Anonymous
Pacific
During the summer I spent in Monterey, I came to believe that every man and woman working as a fisher possessed a trace of magic.
The fishers could accurately forecast the day’s weather by a fleeting haze of fog or an imperceptible shift in the smell of the salty air.
The fishers could distinguish species of fish by the way the water roiled and rose underneath a boat.
They could even locate elusive places in the vastness of the open ocean by the subtle contours of the bottom and the fluctuating patterns of the tides.
Fishers possess a myriad of other unique characteristics as well: the capacity to endure boredom, loneliness, and separation; instincts, cultivated by experience, that precipitate assured responses to unanticipated emergencies; loyalty to each other, paired with trust in themselves, and a fervent independence, sometimes at the cost of comfort and family.
Lying back on the damp nets stacked in an abandoned skiff, I could afford to romanticize their life; to allow myself to be ignorant of the less pleasant aspects of an occupation that had a higher mortality rate than steelworkers or aircraft pilots.

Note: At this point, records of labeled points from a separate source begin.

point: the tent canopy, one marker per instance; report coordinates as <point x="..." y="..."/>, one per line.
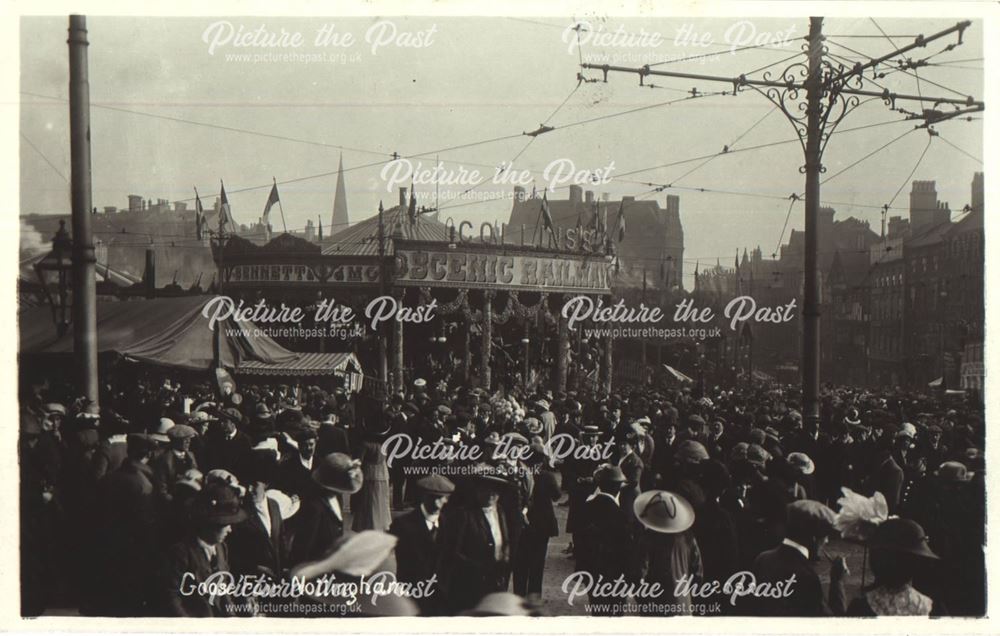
<point x="174" y="332"/>
<point x="677" y="375"/>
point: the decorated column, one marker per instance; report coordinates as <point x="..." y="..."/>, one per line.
<point x="606" y="366"/>
<point x="467" y="350"/>
<point x="562" y="359"/>
<point x="487" y="328"/>
<point x="397" y="348"/>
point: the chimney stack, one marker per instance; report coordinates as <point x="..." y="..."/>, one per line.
<point x="575" y="194"/>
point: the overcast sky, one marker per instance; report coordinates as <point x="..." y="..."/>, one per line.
<point x="474" y="80"/>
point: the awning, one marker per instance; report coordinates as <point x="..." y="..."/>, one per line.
<point x="171" y="332"/>
<point x="677" y="375"/>
<point x="306" y="364"/>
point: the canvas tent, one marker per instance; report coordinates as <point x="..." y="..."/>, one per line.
<point x="174" y="332"/>
<point x="675" y="374"/>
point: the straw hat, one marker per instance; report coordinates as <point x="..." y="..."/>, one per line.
<point x="663" y="511"/>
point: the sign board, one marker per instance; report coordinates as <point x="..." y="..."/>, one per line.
<point x="493" y="270"/>
<point x="293" y="274"/>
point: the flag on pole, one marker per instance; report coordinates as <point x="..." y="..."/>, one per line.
<point x="225" y="212"/>
<point x="272" y="199"/>
<point x="621" y="222"/>
<point x="547" y="214"/>
<point x="199" y="215"/>
<point x="412" y="211"/>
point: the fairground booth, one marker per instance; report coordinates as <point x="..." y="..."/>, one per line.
<point x="439" y="301"/>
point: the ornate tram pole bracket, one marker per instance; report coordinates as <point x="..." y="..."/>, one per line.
<point x="816" y="96"/>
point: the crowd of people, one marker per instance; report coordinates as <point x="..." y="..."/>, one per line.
<point x="126" y="506"/>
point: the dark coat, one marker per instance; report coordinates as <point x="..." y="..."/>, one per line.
<point x="777" y="566"/>
<point x="332" y="439"/>
<point x="108" y="458"/>
<point x="186" y="565"/>
<point x="417" y="551"/>
<point x="294" y="478"/>
<point x="607" y="539"/>
<point x="127" y="541"/>
<point x="167" y="467"/>
<point x="252" y="549"/>
<point x="541" y="512"/>
<point x="470" y="569"/>
<point x="315" y="528"/>
<point x="226" y="454"/>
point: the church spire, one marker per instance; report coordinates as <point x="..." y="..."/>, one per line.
<point x="341" y="219"/>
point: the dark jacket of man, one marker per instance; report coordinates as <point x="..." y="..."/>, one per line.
<point x="127" y="540"/>
<point x="108" y="458"/>
<point x="806" y="593"/>
<point x="541" y="511"/>
<point x="167" y="467"/>
<point x="418" y="550"/>
<point x="332" y="439"/>
<point x="470" y="569"/>
<point x="607" y="539"/>
<point x="226" y="454"/>
<point x="294" y="478"/>
<point x="187" y="565"/>
<point x="315" y="528"/>
<point x="252" y="550"/>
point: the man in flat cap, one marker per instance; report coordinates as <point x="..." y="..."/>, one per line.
<point x="127" y="535"/>
<point x="607" y="540"/>
<point x="320" y="519"/>
<point x="476" y="542"/>
<point x="418" y="550"/>
<point x="226" y="446"/>
<point x="202" y="554"/>
<point x="808" y="525"/>
<point x="295" y="473"/>
<point x="174" y="461"/>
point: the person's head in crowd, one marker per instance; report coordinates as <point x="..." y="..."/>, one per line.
<point x="188" y="484"/>
<point x="665" y="514"/>
<point x="140" y="447"/>
<point x="306" y="439"/>
<point x="715" y="479"/>
<point x="434" y="490"/>
<point x="717" y="429"/>
<point x="609" y="479"/>
<point x="216" y="509"/>
<point x="486" y="485"/>
<point x="809" y="523"/>
<point x="898" y="552"/>
<point x="180" y="437"/>
<point x="221" y="477"/>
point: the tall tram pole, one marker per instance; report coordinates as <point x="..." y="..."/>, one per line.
<point x="831" y="92"/>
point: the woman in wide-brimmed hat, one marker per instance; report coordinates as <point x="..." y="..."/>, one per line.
<point x="371" y="504"/>
<point x="669" y="550"/>
<point x="899" y="551"/>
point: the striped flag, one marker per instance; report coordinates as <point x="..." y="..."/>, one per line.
<point x="225" y="213"/>
<point x="547" y="213"/>
<point x="272" y="199"/>
<point x="411" y="212"/>
<point x="621" y="221"/>
<point x="199" y="215"/>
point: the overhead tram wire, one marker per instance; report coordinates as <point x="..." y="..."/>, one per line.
<point x="930" y="138"/>
<point x="896" y="68"/>
<point x="893" y="45"/>
<point x="967" y="154"/>
<point x="870" y="154"/>
<point x="728" y="147"/>
<point x="44" y="158"/>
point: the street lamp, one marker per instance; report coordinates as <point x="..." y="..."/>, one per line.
<point x="53" y="271"/>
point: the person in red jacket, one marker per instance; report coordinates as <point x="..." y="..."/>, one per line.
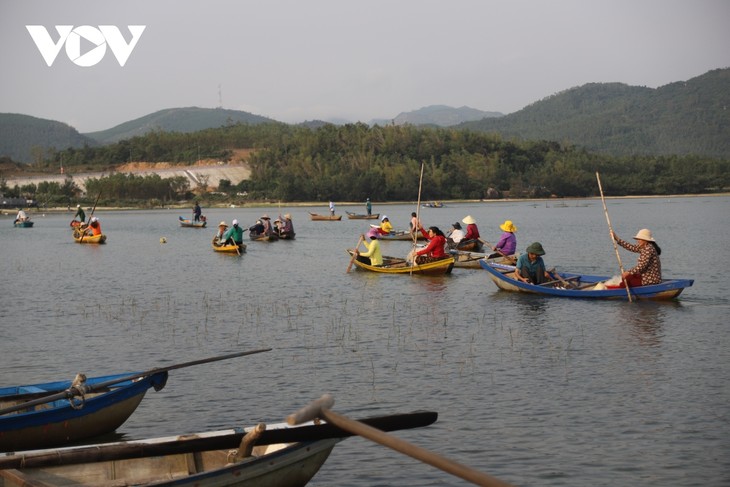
<point x="472" y="232"/>
<point x="435" y="248"/>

The summer breeze filled me with warmth, despite my constant drowsiness and creeping anxiety about the upcoming school year. Time paused for those moments, and I daydreamed about sailing away and never returning to land, propelled by a strong swell of wind and the steady waves of the ocean.
The most reasonable alternative to escaping aboard a fishing vessel ended up being a summer pass to Monterey Bay Aquarium. This allowed me to lurk among tourists and enclosed kelp forests for hours every day, flitting between sea turtles, stingrays, and the pungent scent of sunscreen and salt. But the enchantment of the aquarium began to dissipate as the summer slipped away. Everything felt too civilized, too artificial. The collection of aquatic life housed in the aquarium seemed less and less like a display of humanity’s knowledge of its surroundings and more and more like a demonstration of power, exhibiting how nature could be tamed, organized, collected, and dissected.
It was raining hard on my last day in Monterey, but a trek to the aquarium was necessary because I needed to say my goodbyes to a family of lumbering manatees I became attached to. As I was walking there, mentally rehearsing my parting speech to the manatees, I glanced across the street and saw the early morning fishers. I watched them skillfully haul their nets up from the depths of the bay one last time, like magicians pulling rabbits from hats, their powers inextricably tied to the water beneath them.
After publication, the author asked that his/her name be removed for personal reasons.